James Milton Pipes MOH

b. 10/11/1840 Morrisville, Pennsylvania. d. 01/12/1928 Washington DC.

DATE OF MOH ACTION: 02/07/1863 Gettysburg, Pennsylvania & 25/08/1864 Ream’s Station, Virginia.

James M Pipes MOH

On August 18, 1862, Pipes enlisted with a volunteer unit from Greene County that would become part of the 140th Pennsylvania Infantry. This unit was created by five men in western Pennsylvania, among them James J. Purman who would go on to earn the Medal of Honor alongside Pipes. When the 140th was mustered, Pipes was ranked a sergeant, and Purman a second lieutenant.

In 1863, the 140th Pennsylvania Infantry fought in the Battle of Gettysburg. On the first day of battle, July 1, Pipes and Purman were on a path of retreat when they doubled back to help save a wounded soldier. After getting the soldier to safety, both men were shot in the legs. Pipes was captured by the Confederates, but was liberated by Union troops the next morning. After spending some time in a Philadelphia hospital, Pipes was promoted to the rank of Lieutenant. He returned to the field in November.

After Gettysburg, Pipes served in the Siege of Petersburg where he was promoted to captain in June 1864. On August 24, Pipes was commanding a group of soldiers guarding a section of enemy train tracks and was attacked by enemy troops. As he commanded his troops’ retreat, his right arm was shot and had to be amputated that night. He was hospitalized through November, and was discharged for disability in February 1865.

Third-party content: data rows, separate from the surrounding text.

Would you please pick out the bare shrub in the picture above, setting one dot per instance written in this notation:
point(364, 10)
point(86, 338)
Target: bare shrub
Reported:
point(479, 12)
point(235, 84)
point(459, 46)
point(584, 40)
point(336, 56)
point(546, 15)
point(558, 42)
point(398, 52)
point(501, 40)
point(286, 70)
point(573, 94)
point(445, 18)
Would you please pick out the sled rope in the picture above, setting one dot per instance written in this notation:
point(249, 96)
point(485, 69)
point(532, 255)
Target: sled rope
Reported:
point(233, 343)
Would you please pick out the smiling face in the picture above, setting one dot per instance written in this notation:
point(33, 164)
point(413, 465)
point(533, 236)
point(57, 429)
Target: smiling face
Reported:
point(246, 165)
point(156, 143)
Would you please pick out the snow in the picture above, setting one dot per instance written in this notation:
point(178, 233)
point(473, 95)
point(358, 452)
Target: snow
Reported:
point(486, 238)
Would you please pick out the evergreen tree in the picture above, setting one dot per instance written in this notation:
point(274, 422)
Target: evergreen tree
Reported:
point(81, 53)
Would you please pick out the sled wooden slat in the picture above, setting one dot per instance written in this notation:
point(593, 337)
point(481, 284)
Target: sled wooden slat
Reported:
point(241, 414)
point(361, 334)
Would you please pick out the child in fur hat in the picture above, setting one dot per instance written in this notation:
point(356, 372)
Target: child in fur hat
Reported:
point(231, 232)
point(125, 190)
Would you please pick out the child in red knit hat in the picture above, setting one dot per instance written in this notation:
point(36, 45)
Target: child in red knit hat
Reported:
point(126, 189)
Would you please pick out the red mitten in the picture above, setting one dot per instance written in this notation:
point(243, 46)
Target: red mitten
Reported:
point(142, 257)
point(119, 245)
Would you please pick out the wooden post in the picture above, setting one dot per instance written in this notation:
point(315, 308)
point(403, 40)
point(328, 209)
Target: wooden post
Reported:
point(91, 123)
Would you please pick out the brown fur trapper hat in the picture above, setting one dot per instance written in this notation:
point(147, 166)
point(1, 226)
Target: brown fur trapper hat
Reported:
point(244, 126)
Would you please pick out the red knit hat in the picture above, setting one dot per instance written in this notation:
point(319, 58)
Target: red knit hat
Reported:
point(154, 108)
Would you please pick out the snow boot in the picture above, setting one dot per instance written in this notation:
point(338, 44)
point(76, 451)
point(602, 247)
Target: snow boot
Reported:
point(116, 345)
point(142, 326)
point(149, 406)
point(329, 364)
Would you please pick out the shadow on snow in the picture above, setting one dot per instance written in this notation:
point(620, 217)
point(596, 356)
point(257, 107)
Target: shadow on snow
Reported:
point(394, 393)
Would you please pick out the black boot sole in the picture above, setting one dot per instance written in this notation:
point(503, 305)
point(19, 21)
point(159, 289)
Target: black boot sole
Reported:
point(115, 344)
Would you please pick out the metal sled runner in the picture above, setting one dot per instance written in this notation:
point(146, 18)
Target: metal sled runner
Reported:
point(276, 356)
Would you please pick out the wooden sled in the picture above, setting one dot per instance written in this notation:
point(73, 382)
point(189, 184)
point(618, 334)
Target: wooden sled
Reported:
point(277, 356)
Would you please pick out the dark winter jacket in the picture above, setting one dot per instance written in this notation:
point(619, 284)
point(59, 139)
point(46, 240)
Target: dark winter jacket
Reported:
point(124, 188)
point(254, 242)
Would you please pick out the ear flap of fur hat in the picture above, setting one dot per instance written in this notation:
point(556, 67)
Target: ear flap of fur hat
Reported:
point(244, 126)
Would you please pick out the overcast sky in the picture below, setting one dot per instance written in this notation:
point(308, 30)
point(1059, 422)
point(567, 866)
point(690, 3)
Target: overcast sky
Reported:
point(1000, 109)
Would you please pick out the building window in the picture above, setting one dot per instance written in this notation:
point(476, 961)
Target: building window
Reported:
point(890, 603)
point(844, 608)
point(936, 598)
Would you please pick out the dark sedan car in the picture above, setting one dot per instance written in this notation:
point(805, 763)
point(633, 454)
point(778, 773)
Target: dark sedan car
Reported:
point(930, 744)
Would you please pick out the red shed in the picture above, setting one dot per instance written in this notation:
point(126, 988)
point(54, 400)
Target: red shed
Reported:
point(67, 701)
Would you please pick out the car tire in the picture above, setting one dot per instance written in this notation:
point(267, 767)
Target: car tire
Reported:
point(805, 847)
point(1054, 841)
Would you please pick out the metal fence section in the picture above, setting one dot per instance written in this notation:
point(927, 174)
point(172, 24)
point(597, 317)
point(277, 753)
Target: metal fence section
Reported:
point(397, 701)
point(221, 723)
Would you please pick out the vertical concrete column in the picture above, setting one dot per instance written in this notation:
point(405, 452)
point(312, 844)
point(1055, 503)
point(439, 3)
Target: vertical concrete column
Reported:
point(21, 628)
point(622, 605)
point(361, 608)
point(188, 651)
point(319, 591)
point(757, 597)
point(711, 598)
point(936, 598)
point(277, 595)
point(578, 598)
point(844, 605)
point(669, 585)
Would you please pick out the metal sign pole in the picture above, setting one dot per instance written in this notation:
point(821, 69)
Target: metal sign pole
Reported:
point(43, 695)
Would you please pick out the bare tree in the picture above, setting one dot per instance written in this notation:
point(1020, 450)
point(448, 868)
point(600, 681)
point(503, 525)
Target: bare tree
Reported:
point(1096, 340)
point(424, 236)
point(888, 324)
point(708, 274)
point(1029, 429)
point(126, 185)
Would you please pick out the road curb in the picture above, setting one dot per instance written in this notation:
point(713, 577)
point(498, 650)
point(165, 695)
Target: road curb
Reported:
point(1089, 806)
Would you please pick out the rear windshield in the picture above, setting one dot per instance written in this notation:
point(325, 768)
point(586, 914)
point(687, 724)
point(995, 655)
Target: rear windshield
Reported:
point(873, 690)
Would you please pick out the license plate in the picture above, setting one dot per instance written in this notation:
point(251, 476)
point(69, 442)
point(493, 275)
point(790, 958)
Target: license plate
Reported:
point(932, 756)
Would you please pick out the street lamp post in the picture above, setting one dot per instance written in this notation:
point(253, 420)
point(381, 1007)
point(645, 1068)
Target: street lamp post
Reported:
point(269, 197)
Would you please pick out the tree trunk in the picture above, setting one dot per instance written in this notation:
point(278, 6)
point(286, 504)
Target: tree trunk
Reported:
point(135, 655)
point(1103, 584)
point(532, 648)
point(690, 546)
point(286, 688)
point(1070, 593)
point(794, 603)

After the war, Pipes moved to Wheeling, West Virginia, where his family had relocated to during the war. In December 1869 he received an artificial arm. The following year he married Martha Rowena Purdy and had five children by her.



While a sergeant and retiring with his company before the rapid advance of the enemy at Gettysburg, he and a companion stopped and carried to a place of safety a wounded and helpless comrade; in this act both he and his companion were severely wounded. A year later, at Reams Station, Va., while commanding a skirmish line, voluntarily assisted in checking a flank movement of the enemy, and while so doing was severely wounded, suffering the loss of an arm.